いや、ジジイつっても筋骨隆々、矍鑠とした老兵様なんだが……
ついでに言うと、俺が新兵だった頃の戦争で戦線の維持を一部隊でこなして八面六臂の大活躍をしたっつう伝説の武将様なんだが。
未だに熊か巌かの如き威圧感と屈強な体躯を誇る老いとは縁遠い熱く逞しいボディ……いや筋肉っつうか全身凶器の老武将様なんだが。
なんで、ホントに我が家にいらっしゃるんスか老兵様。
あまりに頼りがいの有り過ぎる経歴と肉体を前に、圧倒される俺がいる。
いや、面には出さねぇけどな?
気押されてるなんぞ、40代成人男性の維持にかけても面にゃ出さねぇけどな?
顔色には出さねぇが、老兵様を前に困惑せずにゃいられない。
アンタさ、もう国に嫌気が差したっつって20年位前に隠居して田舎に引っ込んでなかったっけ。
それも、国の南の端っこの方に。
あの、なんで国を縦断して我が家にわざわざ居座ってんスか。
あと俺のことを『閣下』って呼ぶの止めてくんねっスか……?
あんたにそう呼ばれると、居た堪れねぇんだけど。

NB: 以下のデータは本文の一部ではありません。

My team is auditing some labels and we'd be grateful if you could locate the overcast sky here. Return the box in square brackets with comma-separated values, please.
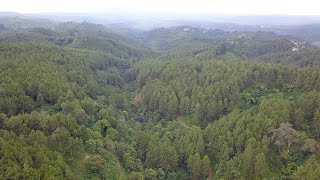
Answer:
[0, 0, 320, 15]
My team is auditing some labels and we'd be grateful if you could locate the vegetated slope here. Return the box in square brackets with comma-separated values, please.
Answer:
[0, 43, 134, 179]
[0, 23, 320, 179]
[129, 60, 320, 179]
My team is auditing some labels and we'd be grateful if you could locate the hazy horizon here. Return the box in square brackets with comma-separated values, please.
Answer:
[0, 0, 320, 16]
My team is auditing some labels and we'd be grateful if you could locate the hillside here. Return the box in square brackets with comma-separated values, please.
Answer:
[0, 22, 320, 179]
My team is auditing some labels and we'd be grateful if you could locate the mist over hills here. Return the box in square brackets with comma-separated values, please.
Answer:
[0, 12, 320, 180]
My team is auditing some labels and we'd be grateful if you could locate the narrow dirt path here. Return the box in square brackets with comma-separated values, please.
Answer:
[177, 118, 191, 129]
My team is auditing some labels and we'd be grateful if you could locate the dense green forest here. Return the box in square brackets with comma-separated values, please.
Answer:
[0, 20, 320, 180]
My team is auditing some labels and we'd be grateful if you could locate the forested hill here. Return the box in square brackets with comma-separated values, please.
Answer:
[0, 19, 320, 180]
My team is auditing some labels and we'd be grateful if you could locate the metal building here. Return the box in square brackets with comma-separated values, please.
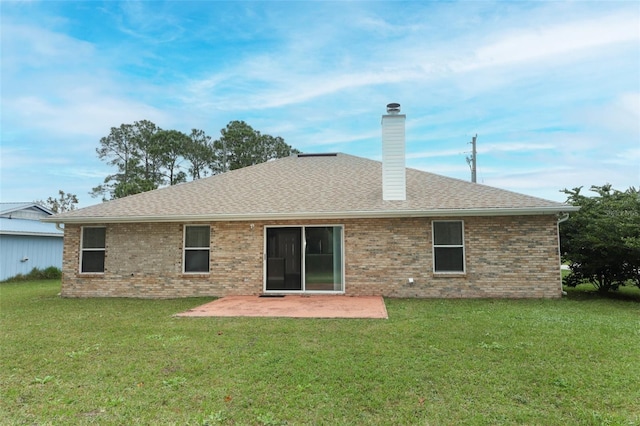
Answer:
[0, 203, 64, 281]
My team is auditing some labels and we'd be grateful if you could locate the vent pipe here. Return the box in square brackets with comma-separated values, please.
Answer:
[382, 103, 407, 201]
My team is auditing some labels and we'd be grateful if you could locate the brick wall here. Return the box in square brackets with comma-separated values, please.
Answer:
[62, 215, 561, 298]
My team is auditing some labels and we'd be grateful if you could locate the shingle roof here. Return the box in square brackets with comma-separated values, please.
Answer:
[46, 154, 575, 223]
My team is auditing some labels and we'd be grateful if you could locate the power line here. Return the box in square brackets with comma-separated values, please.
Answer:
[467, 134, 478, 183]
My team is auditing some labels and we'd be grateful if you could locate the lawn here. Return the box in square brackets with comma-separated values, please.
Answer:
[0, 281, 640, 425]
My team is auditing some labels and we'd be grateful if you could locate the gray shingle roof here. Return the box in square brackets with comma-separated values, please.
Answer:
[46, 154, 575, 223]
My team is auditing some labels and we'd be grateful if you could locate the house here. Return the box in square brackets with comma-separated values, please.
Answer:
[0, 203, 64, 281]
[45, 104, 575, 298]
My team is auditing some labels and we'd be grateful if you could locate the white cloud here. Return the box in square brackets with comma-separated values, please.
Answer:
[452, 13, 640, 72]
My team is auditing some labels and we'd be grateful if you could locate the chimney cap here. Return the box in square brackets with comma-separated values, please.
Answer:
[387, 102, 400, 114]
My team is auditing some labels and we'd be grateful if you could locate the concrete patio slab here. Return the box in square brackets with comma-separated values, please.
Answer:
[176, 295, 388, 319]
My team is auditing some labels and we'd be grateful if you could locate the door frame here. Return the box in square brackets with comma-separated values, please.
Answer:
[262, 223, 346, 294]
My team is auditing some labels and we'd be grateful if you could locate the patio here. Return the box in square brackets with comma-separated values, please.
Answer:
[176, 295, 388, 319]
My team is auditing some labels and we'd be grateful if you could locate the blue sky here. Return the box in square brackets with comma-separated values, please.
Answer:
[0, 1, 640, 207]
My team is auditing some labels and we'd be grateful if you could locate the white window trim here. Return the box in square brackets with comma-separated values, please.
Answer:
[182, 223, 212, 275]
[78, 226, 107, 275]
[431, 220, 467, 275]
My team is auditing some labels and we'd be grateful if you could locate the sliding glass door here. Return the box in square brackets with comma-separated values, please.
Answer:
[265, 225, 344, 293]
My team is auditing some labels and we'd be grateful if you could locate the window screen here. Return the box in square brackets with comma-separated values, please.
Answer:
[80, 227, 106, 273]
[184, 226, 211, 272]
[433, 221, 465, 272]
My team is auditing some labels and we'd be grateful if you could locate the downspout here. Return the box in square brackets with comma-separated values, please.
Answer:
[557, 212, 569, 296]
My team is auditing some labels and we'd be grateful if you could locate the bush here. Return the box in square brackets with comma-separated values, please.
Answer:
[2, 266, 62, 283]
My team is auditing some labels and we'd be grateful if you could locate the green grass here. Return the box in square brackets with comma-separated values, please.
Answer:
[0, 281, 640, 425]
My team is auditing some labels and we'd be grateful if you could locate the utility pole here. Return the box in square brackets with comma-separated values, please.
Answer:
[467, 134, 478, 183]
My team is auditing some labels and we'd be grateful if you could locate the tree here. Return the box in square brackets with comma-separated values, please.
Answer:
[214, 121, 300, 171]
[91, 120, 159, 200]
[149, 130, 191, 185]
[36, 189, 78, 213]
[184, 129, 217, 180]
[560, 184, 640, 292]
[91, 120, 299, 201]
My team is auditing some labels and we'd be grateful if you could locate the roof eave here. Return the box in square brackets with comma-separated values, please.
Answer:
[41, 206, 580, 224]
[0, 230, 64, 238]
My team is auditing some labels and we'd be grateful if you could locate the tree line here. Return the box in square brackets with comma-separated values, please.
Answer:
[90, 120, 299, 201]
[560, 184, 640, 293]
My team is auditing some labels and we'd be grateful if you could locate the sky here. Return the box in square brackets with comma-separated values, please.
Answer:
[0, 0, 640, 207]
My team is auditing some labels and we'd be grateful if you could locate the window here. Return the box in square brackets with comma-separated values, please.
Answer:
[433, 220, 464, 273]
[183, 226, 211, 273]
[80, 226, 106, 274]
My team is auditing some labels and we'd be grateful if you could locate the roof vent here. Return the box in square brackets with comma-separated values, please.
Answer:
[387, 102, 400, 115]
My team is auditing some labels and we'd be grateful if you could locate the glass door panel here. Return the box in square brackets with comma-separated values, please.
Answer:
[266, 228, 302, 291]
[304, 226, 343, 291]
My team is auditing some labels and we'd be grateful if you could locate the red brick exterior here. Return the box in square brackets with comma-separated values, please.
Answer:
[62, 215, 561, 298]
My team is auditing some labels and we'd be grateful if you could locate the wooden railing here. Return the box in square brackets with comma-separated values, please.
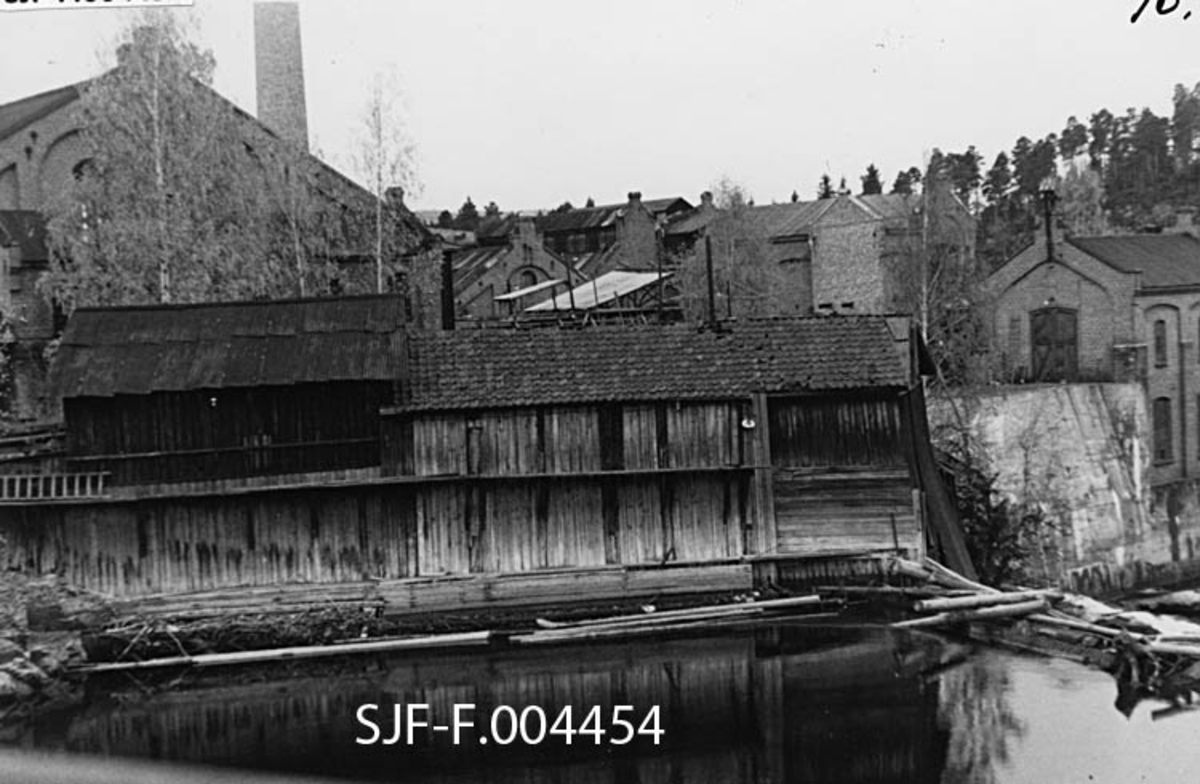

真剣に。
家主だからって気ぃ使ってもらえなくっても構わないっスから、いやホントに。
あの老兵様が何をお考えかはさっぱりだ。
さっぱりなんだが……何故か俺の下手に出て、持ち上げてくんだけど。
さも俺の部下であるかのように、こっちに指示を仰ごうとしてくんだけど……!
ねえ、何が起きてるの!?
ねえ、ホントに何が起きてんの!?
俺の混乱は日々増してくばかりだよ、こん畜生……!!
なんで俺、伝説の凄腕老兵様に『我が主』だの『閣下』だのって呼ばれてんだ、おいぃぃぃっ!!
若い頃に憧れた、伝説との同居。
ついでに言うと、間接的にお世話になった恩人。
だが、全く嬉しくない。
むしろ目の前にいると気を張っちまって、ちっとも気が休まらねぇ。
あの老兵様を前にすっと、しゃんとしなきゃなんねぇ気がすんだよ。
だって俺が初陣の戦で生きて帰ってこれたの、あの老兵様が戦線を維持してくれたお陰だもんよ。
そんな老兵様に、温かくも敬意の篭った眼差しで見られる毎日。
…………。
………………。
なんか腹部に引き攣れるような痛みをうっすら感じた気がした。
世紀末も単身生き抜けそうな歴戦の老将(さも当然のようにマッチョ)加入。